Processing Large CSV Files in Pandas

Large CSV files

First step of any data science project is to analyze the dataset. Sometimes these datasets are fairly large with millions or billions of rows. It becomes a challenge to import and analyze these on laptops or AWS instances. Here is an approach to solving this problem.

For this illustration, we are going to use citibike dataset. This dataset is from the NYC Citibike system and contains anonymized trip data for July 2019.

Pandas read_csv chunksize

Pandas ‘read_csv’ method gives a nice way to handle large files. Parameter ‘chunksize’ supports optionally iterating or breaking of the file into chunks.
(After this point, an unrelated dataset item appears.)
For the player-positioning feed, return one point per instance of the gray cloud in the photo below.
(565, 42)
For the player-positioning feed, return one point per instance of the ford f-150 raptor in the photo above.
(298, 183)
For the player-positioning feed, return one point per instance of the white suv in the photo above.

By specifying a chunksize to read_csv, the return value will be an iterable object of type TextFileReader.

Example

Here is the sample code for reading the CSV file in chunks of 1000 and print the shape of each chunk.

1
2
3
4
5
6
7
import pandas as pd
csv_url = 'https://s3.amazonaws.com/tripdata/201907-citibike-tripdata.csv.zip'
c_size = 1000

# load the big file in smaller chunks
for data_chunk in pd.read_csv(csv_url, chunksize=c_size):
    print(data_chunk.shape)

Let’s now do some processing on these chunks. We want to calculate the counts of trips started for each station:

1
2
3
4
5
results = pd.DataFrame({})
for data_chunk in pd.read_csv(csv_url, chunksize=c_size):
    results = pd.concat(results, data_chunk['start station name'].value_counts)

results = results.groupby(results.index).sum()

Specifying iterator=True will also return the TextFileReader object:

1
2
3
reader = pd.read_csv('tmp.sv', sep='|', iterator=True)

reader.get_chunk(5)